License plates of the Armed Forces of Chad have the format T12-3456 and are usually applied to the vehicle with paint: black symbols on a yellow background.

===Gendarmes===

The license plates of the gendarmes have the format G1 2345. G is the Gendarmerie index. The license plates have black symbols on a yellow background.

===Diplomatic license plates===

License plates of diplomatic missions have the format 12CMD34, where 12 - country code, CMD - index of the head of the diplomatic mission, 34 - number.

====License plates of other diplomats====

License plates of diplomatic personnel have the format 12A34CD, where 12 is the country code, A is the vehicle type code, 34 is the number, CD is the index of the diplomatic corps.

====Administrative and technical staff====

License plates of administrative and technical personnel of diplomatic missions have the format 12РАТ345, where 12 is the country code, РАТ is the index of the corresponding type of staff, 345 is the number.

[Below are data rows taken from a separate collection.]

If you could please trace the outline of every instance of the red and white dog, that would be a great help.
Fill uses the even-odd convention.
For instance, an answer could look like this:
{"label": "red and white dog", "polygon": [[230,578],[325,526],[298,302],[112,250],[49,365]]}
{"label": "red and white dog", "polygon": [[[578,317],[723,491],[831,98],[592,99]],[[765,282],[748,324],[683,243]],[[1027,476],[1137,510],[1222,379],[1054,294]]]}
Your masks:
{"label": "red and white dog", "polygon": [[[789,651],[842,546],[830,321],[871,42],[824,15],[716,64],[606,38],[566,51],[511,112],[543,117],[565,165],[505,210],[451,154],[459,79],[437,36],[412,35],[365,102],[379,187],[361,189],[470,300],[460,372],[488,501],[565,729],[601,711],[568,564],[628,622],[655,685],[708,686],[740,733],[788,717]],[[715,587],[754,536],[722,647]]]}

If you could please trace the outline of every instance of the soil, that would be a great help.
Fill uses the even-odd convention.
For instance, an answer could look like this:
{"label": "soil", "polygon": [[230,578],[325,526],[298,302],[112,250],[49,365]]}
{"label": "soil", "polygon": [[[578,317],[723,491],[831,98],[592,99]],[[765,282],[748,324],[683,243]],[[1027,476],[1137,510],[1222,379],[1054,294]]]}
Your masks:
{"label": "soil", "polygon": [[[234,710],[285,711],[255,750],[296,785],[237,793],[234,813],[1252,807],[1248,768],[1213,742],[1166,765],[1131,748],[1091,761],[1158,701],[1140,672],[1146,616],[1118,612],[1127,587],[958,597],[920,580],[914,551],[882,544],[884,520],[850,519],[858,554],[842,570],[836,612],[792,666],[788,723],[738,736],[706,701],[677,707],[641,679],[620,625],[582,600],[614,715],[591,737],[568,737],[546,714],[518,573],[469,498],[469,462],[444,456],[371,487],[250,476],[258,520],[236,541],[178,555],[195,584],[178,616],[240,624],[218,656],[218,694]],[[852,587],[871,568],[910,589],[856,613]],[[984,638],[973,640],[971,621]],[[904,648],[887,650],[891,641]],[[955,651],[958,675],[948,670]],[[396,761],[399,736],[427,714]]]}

====Technical staff of international cooperation missions====

License plates of this type have the format 12РСТ345, where 12 is the country code, РСТ is the index of the corresponding type of personnel, 345 is the number.

====Honorary consuls====

Honorary consuls have license plates of the format ССН12A3456B, where ССН is the index of the honorary consul, 12 is the code of the country, A is the code of the TK type, 3456 is the number, B is the series.